This is how I’d suggest getting the 8 to use (and it is what LoopVectorization does).
Your loads here also have a pattern. While the subsequent rs, gs, and bs are offset by 3, they’re offset from each other by only 1.
This means that we could load them efficiently by, instead of loading 8 numbers spaced appart by 3 three times, we could load 8 contiguous vectors, and then shuffle them until we get the desired r, g, b.
help?> Unroll
search: Unroll VecUnroll
Unroll{AU,F,N,AV,W,M,X}(i::I)
• AU: Unrolled axis
• F: Factor, step size per unroll. If AU == AV, F == W means successive loads. 1 would mean offset by 1, e.g. x{1:8], x[2:9], and x[3:10].

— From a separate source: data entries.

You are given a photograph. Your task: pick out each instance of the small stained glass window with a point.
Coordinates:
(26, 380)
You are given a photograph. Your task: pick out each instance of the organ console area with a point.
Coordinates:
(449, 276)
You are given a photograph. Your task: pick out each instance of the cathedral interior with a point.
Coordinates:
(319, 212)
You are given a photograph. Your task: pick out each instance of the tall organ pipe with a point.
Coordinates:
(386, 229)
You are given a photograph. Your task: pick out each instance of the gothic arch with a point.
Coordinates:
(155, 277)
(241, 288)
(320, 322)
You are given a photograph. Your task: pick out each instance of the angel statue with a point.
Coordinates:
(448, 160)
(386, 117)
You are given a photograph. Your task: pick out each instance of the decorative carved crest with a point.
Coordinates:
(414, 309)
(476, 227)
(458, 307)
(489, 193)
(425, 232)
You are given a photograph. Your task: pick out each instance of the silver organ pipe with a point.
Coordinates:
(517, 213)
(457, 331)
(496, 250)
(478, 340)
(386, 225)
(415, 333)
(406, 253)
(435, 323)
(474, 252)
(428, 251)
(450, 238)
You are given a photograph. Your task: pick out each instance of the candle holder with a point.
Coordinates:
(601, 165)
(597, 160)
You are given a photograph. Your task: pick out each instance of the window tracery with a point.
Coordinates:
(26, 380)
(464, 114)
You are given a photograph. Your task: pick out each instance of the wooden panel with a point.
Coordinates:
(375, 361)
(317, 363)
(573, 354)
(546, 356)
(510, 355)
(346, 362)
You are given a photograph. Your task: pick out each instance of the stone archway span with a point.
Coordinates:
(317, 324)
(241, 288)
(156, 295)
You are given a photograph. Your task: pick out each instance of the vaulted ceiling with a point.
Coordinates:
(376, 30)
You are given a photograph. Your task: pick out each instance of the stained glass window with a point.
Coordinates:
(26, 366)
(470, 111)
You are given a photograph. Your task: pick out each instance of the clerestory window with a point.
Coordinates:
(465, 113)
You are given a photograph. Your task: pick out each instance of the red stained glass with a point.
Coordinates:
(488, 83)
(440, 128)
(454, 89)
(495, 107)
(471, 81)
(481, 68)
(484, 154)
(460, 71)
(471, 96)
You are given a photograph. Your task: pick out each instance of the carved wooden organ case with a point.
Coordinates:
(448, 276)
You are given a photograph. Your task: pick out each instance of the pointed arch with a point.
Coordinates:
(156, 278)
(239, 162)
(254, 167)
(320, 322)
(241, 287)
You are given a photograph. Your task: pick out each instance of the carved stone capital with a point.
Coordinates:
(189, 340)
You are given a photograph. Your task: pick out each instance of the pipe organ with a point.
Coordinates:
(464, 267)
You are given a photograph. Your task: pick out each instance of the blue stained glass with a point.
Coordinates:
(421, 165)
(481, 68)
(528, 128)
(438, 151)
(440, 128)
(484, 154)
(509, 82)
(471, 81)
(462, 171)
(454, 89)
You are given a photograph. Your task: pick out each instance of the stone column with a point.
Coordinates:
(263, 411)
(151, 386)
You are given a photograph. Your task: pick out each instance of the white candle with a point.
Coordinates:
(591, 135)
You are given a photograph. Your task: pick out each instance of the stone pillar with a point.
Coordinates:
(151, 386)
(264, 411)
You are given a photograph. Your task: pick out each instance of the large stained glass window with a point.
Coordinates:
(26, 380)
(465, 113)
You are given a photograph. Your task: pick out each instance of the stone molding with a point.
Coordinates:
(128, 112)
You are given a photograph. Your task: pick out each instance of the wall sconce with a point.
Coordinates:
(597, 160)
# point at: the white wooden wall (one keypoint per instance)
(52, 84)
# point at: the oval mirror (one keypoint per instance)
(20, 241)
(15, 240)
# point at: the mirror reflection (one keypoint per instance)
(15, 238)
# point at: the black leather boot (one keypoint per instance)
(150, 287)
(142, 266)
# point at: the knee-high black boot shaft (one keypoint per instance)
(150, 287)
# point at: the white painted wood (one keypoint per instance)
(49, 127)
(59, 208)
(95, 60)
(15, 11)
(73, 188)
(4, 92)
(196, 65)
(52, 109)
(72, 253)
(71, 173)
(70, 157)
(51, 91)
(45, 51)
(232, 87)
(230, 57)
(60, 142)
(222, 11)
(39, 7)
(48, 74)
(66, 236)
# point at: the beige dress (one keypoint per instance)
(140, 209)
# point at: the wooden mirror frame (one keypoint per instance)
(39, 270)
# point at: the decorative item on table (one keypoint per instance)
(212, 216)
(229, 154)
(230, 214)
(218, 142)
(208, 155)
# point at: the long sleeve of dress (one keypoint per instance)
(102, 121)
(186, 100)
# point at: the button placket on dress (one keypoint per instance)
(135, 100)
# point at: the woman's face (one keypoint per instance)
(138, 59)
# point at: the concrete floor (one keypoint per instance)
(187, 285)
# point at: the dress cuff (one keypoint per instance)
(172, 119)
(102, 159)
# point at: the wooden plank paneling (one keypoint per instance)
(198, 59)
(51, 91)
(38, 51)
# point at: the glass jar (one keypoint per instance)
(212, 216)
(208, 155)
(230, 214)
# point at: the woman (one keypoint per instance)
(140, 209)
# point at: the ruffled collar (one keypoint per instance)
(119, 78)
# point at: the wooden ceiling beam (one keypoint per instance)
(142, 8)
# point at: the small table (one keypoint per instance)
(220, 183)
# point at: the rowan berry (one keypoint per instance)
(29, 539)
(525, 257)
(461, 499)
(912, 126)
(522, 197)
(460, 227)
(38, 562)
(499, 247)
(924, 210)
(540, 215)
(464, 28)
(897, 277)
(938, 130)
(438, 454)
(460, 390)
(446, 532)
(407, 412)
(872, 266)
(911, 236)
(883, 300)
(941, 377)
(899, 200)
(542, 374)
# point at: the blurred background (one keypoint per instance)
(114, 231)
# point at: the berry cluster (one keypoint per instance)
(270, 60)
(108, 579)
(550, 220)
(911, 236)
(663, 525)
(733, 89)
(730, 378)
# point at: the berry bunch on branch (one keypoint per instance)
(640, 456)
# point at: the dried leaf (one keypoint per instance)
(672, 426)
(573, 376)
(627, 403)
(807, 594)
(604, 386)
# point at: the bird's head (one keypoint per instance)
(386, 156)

• N: How many times is it unrolled
• AV: Vectorized axis # 0 means not vectorized, some sort of reduction
• W: vector width
• M: bitmask indicating whether each factor is masked
• X: stride between loads of vectors along axis AV.
• i::I - index
julia> vload(stridedpointer(rgb), Unroll{1,1,3,1,Int(pick_vector_width(Float32)),zero(UInt),3}((1,)))
3 x Vec{16, UInt8}
Vec{16, UInt8}<0xb9, 0x4e, 0x11, 0x35, 0x6a, 0xa1, 0x82, 0x25, 0x06, 0xc9, 0x9b, 0x07, 0x3a, 0x1c, 0x04, 0x0c>
Vec{16, UInt8}<0x81, 0x8f, 0x7d, 0x4a, 0xaa, 0xf3, 0xc3, 0x50, 0x50, 0xcd, 0xe5, 0x81, 0xd2, 0x9f, 0x19, 0x84>
Vec{16, UInt8}<0x6f, 0xb1, 0xe2, 0x1e, 0xd3, 0xcf, 0x76, 0x7a, 0x5f, 0x0f, 0xe0, 0x50, 0x41, 0x3b, 0x99, 0x81>
julia> rgb[1:3:48]'
1×16 adjoint(::Vector{UInt8}) with eltype UInt8:
0xb9 0x4e 0x11 0x35 0x6a 0xa1 0x82 0x25 0x06 0xc9 0x9b 0x07 0x3a 0x1c 0x04 0x0c
julia> rgb[2:3:48]'
1×16 adjoint(::Vector{UInt8}) with eltype UInt8:
0x81 0x8f 0x7d 0x4a 0xaa 0xf3 0xc3 0x50 0x50 0xcd 0xe5 0x81 0xd2 0x9f 0x19 0x84
julia> rgb[3:3:48]'
1×16 adjoint(::Vector{UInt8}) with eltype UInt8:
0x6f 0xb1 0xe2 0x1e 0xd3 0xcf 0x76 0x7a 0x5f 0x0f 0xe0 0x50 0x41 0x3b 0x99 0x81
Benchmark vs the old approach:
julia> function loadold(rgb, i)
sp = stridedpointer(rgb)
r = vload(sp, (MM(pick_vector_width(Float32), i, StaticInt(3)),))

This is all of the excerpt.